Was haben Sie sich damals gewünscht?
Der Cyberfeminismus hat die These aufgestellt, dass diese neuen,
vernetzten, dezentralen Medien mit den flachen Hierarchien automatisch zu
einer Feminisierung der Gesellschaft beitragen würden, zu einer Governance
jenseits des Patriarchats. Diese Frühphase hatte für viele etwas
Euphorisierendes, weil Technik damals zum ersten Mal von Feministinnen
positiv gedacht wurde. Zuvor, im Ökofeminismus, war Technologie mit der
Herrschaft des Mannes über die Natur und über die Frau gleichgesetzt und
damit per se negativ besetzt. Aus heutiger Sicht ist das natürlich total
nach hinten losgegangen.
Inwiefern?
Die Freiheit kam nicht automatisch mit der Technik. Während wir uns
erträumt haben, dass im Netz ein immaterieller Raum entsteht, in dem wir
unsere eigenen Gesetze erfinden können, sind große Firmen wie der
Google-Konzern Alphabet, Amazon, Apple und Facebook entstanden und haben
das Internet unter sich aufgeteilt. Die halb öffentlichen Räume der
sozialen Medien, die diesen Firmen gehören, sind zu politischen Arenen
aufgestiegen, also zu Orten, an denen heute Politik beeinflusst und gemacht
wird. Die Rechten haben das sehr gut verstanden. Sehr viel besser als die
Linken. Dazu kommen noch die Szenarien der totalen
staatlich-privatwirtschaftlichen Überwachung. Das ist alles ganz schön
deprimierend.
Für den Sammelband, den Sie auf der transmediale in Berlin präsentieren
werden, haben Sie den Begriff „Technofeminismus“ gewählt. Warum?
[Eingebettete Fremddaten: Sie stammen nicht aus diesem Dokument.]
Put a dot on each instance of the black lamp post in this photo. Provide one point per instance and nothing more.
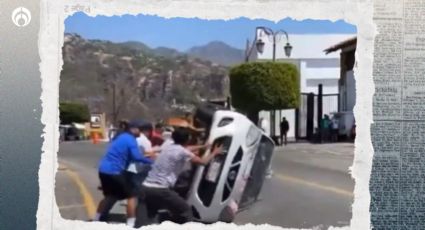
(259, 43)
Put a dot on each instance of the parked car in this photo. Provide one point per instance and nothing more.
(233, 180)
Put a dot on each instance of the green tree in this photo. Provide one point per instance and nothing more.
(73, 112)
(260, 86)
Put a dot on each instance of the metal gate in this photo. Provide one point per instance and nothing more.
(308, 114)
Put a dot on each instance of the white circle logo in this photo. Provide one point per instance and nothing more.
(21, 16)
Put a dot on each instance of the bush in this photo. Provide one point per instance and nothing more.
(73, 112)
(260, 86)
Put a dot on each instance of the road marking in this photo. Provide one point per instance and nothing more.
(72, 206)
(86, 195)
(315, 185)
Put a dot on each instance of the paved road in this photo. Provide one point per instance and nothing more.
(311, 185)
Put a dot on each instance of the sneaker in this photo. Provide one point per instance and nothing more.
(269, 174)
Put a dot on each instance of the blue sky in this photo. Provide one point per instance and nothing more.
(184, 33)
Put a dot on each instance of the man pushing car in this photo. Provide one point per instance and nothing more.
(157, 189)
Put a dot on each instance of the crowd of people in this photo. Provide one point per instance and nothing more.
(141, 165)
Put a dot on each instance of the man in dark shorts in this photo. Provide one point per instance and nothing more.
(115, 180)
(157, 189)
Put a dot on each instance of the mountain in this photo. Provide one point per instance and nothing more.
(218, 52)
(147, 83)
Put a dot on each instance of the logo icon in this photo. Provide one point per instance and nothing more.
(21, 16)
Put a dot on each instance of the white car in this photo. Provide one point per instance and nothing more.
(233, 179)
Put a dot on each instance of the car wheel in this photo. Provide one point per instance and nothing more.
(226, 215)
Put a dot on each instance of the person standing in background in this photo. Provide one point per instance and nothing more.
(156, 137)
(334, 129)
(284, 128)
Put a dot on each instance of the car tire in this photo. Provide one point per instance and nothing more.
(226, 215)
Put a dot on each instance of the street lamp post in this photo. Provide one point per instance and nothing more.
(259, 44)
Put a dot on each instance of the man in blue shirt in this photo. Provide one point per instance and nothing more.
(115, 180)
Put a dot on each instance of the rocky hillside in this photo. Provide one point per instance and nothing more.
(147, 83)
(218, 52)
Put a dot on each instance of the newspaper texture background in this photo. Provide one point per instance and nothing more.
(397, 179)
(358, 13)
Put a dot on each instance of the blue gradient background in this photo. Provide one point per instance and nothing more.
(20, 111)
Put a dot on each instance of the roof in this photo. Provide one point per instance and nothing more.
(341, 45)
(305, 46)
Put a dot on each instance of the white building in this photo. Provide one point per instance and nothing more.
(315, 66)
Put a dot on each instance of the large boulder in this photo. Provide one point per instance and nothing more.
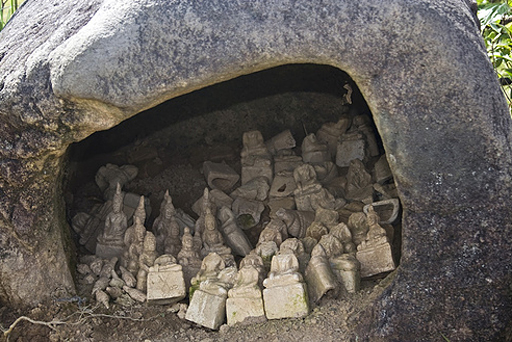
(69, 69)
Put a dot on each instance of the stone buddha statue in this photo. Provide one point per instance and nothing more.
(116, 222)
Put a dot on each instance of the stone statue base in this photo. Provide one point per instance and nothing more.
(165, 286)
(262, 168)
(286, 301)
(320, 280)
(238, 309)
(352, 147)
(207, 310)
(376, 259)
(108, 251)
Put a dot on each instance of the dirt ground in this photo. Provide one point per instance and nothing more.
(330, 320)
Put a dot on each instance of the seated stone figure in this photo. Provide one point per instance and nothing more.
(285, 293)
(254, 260)
(295, 246)
(220, 285)
(268, 245)
(283, 271)
(208, 292)
(210, 267)
(310, 195)
(245, 298)
(343, 261)
(116, 222)
(213, 242)
(296, 221)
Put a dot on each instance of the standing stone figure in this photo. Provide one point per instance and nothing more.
(135, 248)
(111, 242)
(146, 260)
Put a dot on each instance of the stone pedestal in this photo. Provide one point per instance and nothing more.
(207, 309)
(238, 309)
(220, 176)
(286, 301)
(286, 163)
(261, 168)
(283, 185)
(109, 251)
(165, 286)
(387, 210)
(320, 280)
(375, 259)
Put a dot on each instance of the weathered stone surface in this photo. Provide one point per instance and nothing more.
(207, 309)
(238, 309)
(286, 301)
(165, 286)
(87, 65)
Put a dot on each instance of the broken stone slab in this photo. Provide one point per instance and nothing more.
(217, 197)
(275, 204)
(387, 210)
(282, 141)
(351, 146)
(330, 133)
(260, 168)
(106, 251)
(220, 175)
(207, 309)
(247, 212)
(314, 151)
(375, 259)
(286, 163)
(289, 301)
(348, 272)
(108, 176)
(381, 171)
(166, 284)
(140, 153)
(240, 309)
(256, 189)
(283, 185)
(363, 125)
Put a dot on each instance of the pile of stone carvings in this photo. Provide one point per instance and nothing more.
(329, 226)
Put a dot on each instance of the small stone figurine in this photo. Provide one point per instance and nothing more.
(146, 260)
(285, 293)
(375, 252)
(111, 242)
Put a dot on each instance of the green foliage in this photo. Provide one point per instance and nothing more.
(7, 10)
(496, 22)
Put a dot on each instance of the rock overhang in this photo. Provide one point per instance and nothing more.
(421, 67)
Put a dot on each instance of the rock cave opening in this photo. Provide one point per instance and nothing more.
(305, 114)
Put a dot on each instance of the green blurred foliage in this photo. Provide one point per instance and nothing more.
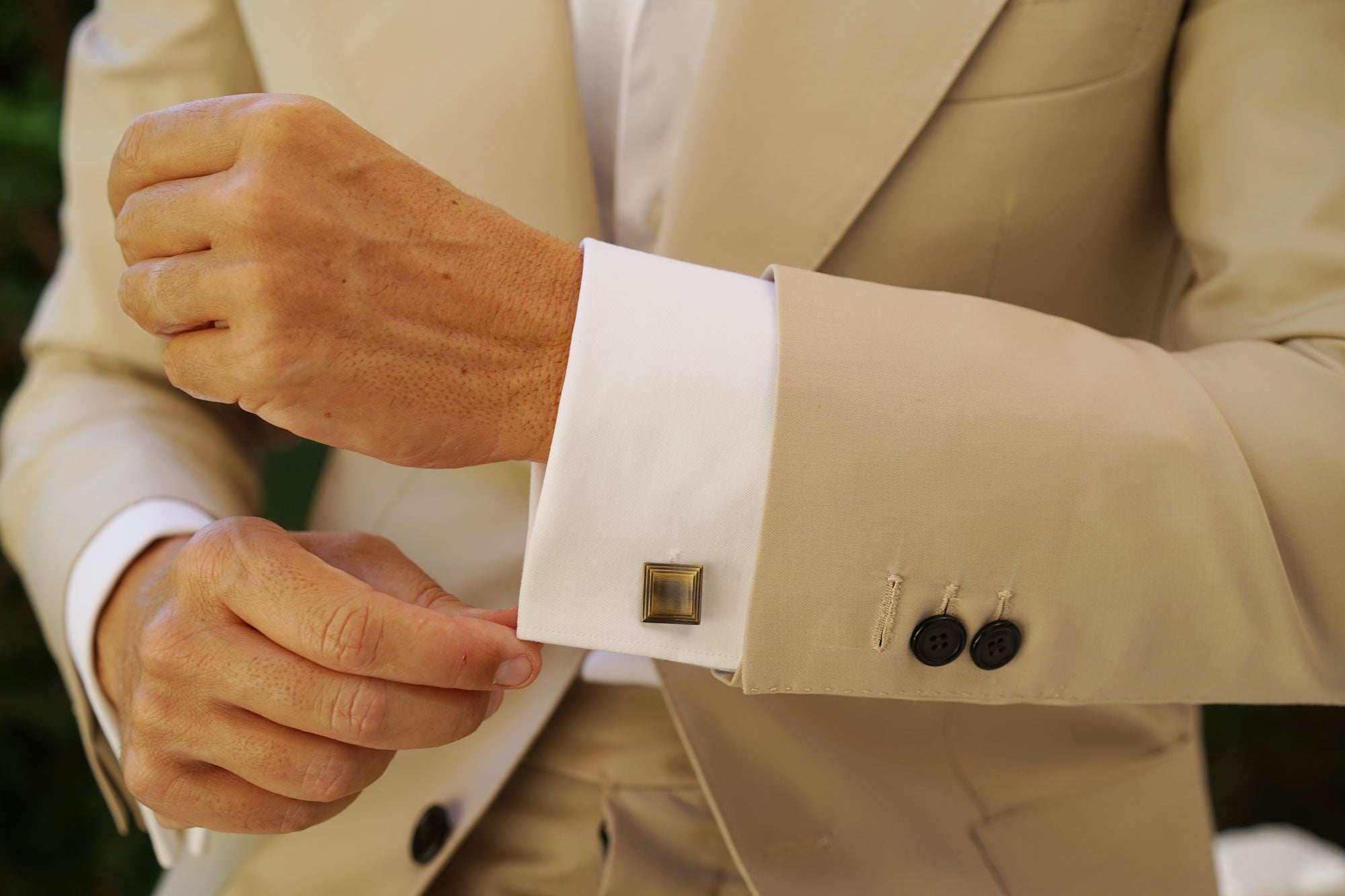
(1273, 763)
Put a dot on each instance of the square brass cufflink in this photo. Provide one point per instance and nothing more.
(673, 594)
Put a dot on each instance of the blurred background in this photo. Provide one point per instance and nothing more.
(1266, 764)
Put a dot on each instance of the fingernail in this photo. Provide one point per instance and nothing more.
(514, 671)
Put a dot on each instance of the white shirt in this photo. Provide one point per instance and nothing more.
(664, 432)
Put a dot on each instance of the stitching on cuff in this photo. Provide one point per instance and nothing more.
(887, 614)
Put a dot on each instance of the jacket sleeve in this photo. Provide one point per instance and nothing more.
(1161, 522)
(95, 425)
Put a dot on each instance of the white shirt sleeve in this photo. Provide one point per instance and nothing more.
(660, 455)
(93, 576)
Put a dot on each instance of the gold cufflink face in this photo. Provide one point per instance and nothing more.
(673, 594)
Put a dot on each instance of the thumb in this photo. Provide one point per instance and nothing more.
(381, 564)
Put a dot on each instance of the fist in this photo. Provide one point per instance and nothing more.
(309, 272)
(264, 678)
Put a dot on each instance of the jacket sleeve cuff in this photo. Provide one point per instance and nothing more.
(93, 577)
(660, 456)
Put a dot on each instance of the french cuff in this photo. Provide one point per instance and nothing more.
(658, 459)
(93, 577)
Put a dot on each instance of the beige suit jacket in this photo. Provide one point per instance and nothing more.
(1062, 294)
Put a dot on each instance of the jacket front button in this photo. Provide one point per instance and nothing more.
(431, 833)
(938, 639)
(996, 643)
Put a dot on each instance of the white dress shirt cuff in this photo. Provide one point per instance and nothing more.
(660, 455)
(93, 577)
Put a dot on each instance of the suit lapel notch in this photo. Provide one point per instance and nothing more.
(801, 112)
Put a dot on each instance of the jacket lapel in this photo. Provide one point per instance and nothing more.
(801, 112)
(481, 93)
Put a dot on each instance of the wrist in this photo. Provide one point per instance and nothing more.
(532, 421)
(111, 633)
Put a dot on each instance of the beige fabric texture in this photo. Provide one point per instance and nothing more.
(610, 760)
(1062, 327)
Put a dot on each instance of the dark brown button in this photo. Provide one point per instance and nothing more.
(996, 643)
(938, 639)
(432, 831)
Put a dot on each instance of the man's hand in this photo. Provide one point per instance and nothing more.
(311, 274)
(264, 678)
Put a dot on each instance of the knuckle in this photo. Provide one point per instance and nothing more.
(163, 647)
(251, 194)
(131, 291)
(132, 149)
(297, 815)
(145, 776)
(150, 713)
(361, 712)
(283, 115)
(330, 774)
(471, 719)
(353, 635)
(128, 220)
(204, 560)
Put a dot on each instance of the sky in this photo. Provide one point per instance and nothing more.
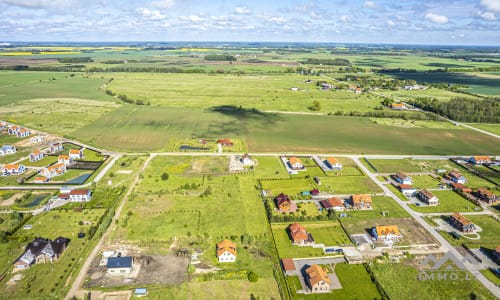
(439, 22)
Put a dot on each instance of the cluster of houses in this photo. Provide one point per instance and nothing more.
(41, 251)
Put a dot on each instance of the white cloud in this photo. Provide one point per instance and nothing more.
(163, 4)
(369, 4)
(435, 18)
(491, 5)
(242, 10)
(192, 18)
(150, 14)
(487, 15)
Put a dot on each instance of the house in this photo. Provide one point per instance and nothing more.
(333, 204)
(247, 160)
(225, 142)
(76, 154)
(333, 163)
(23, 132)
(295, 163)
(398, 106)
(56, 147)
(361, 201)
(486, 195)
(65, 159)
(7, 149)
(288, 266)
(119, 265)
(387, 234)
(457, 177)
(226, 251)
(299, 235)
(284, 203)
(479, 160)
(407, 189)
(428, 197)
(53, 171)
(12, 169)
(36, 155)
(402, 178)
(317, 279)
(41, 250)
(462, 223)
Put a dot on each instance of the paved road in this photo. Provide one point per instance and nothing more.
(74, 291)
(445, 246)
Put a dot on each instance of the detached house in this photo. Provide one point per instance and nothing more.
(402, 178)
(284, 203)
(41, 251)
(12, 169)
(317, 279)
(333, 163)
(36, 155)
(361, 201)
(457, 177)
(428, 197)
(299, 235)
(295, 163)
(462, 223)
(226, 251)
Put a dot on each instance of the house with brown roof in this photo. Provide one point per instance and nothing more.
(226, 251)
(284, 203)
(317, 279)
(486, 195)
(295, 163)
(333, 203)
(386, 233)
(428, 197)
(361, 201)
(299, 235)
(462, 223)
(288, 266)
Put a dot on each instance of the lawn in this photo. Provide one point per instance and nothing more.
(449, 201)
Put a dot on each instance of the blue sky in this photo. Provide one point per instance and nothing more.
(462, 22)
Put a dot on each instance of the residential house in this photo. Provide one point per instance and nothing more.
(317, 279)
(225, 142)
(486, 195)
(41, 250)
(23, 132)
(333, 163)
(119, 265)
(457, 177)
(53, 170)
(299, 235)
(36, 155)
(361, 201)
(333, 204)
(428, 197)
(65, 159)
(76, 154)
(288, 266)
(402, 178)
(386, 233)
(462, 223)
(407, 189)
(226, 251)
(12, 169)
(7, 149)
(284, 203)
(479, 160)
(295, 163)
(56, 147)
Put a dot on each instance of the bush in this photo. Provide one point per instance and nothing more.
(252, 276)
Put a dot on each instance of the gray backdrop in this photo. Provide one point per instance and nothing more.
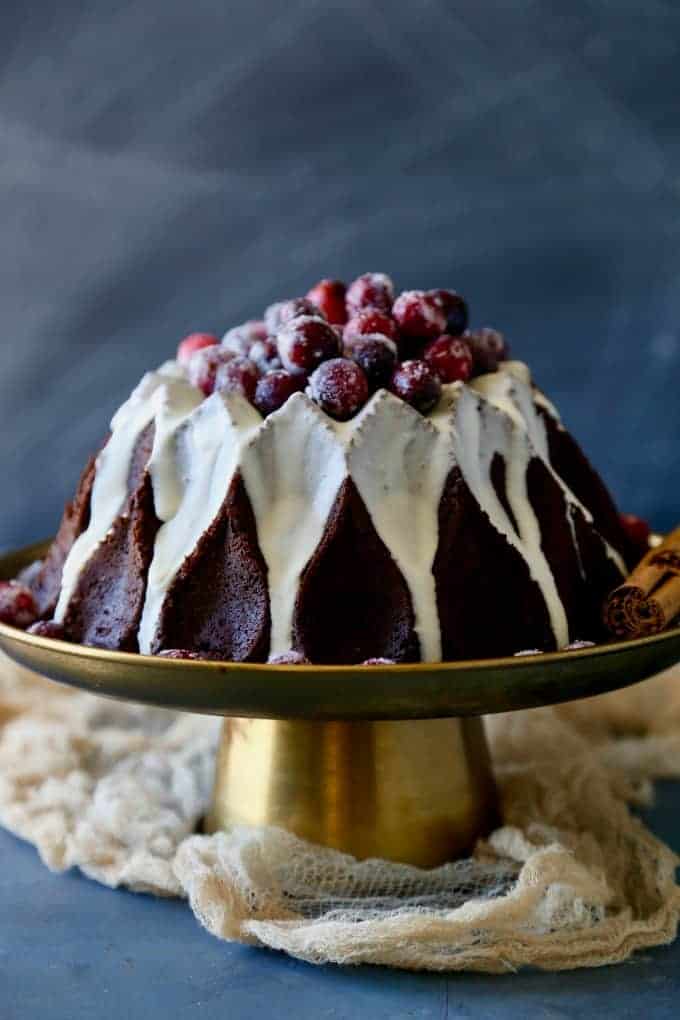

Ich wollte einen Begriff finden, der das Verhältnis von Gender und
Technologie möglichst allgemein fasst, der die gegenseitige Beeinflussung
und Abhängigkeit von Gender und Technologie beinhaltet und der in der
derzeitig dystopischen Situation Formen von Handlungsfähigkeit eröffnet.
Heute ist klar, dass Technologie niemals neutral sein kann, und wir müssen
uns einmischen in die Gestaltung der Technologien, die uns formen und einen
bewussten Umgang damit lernen.
Sie schreiben in dem Band, man müsse die Cyberbrille öffnen und sich
umsehen. Was sieht man dann?
Die Geräte, die Infrastruktur, die Kabel und die Ausbeutung, die damit
zusammenhängt – also sowohl die ökologische, als auch die ökonomische
Dimension, die wir in den neunziger Jahren völlig ausgeblendet haben. Wir
lebten damals in der Fantasie, die materielle Welt hinter uns lassen zu
können – inklusive des Körpers, der uns in soziale Normen zwängt.
Inzwischen haben wir verstanden, wie und warum Materialität wichtig ist,
wie Rohstoffe und Produktionsverhältnisse mit den kapitalistischen
Strukturen zusammenhängen, die auch für die Klimakatastrophe verantwortlich
sind.
Was kann Feminismus hier ausrichten?
Er kann Macht und Ausbeutungsstrukturen aller Art erkennen und benennen.
Das Projekt Commons Lab, für das ich 2017 in Kanada arbeitete, brachte mich
mit ökologisch orientierten Technofeministinnen zusammen. Für sie ist der
Begriff care, also der Sorge, zentral. Es geht darum, auf sich und auf
andere besser zu achten, auch auf andere Spezies und auf das, was mal als
„die Natur“ bezeichnet wurde. Alles ist Teil eines umfassenden Systems, das
wir Menschen mit aller Gewalt aus dem Gleichgewicht zu bringen versuchen.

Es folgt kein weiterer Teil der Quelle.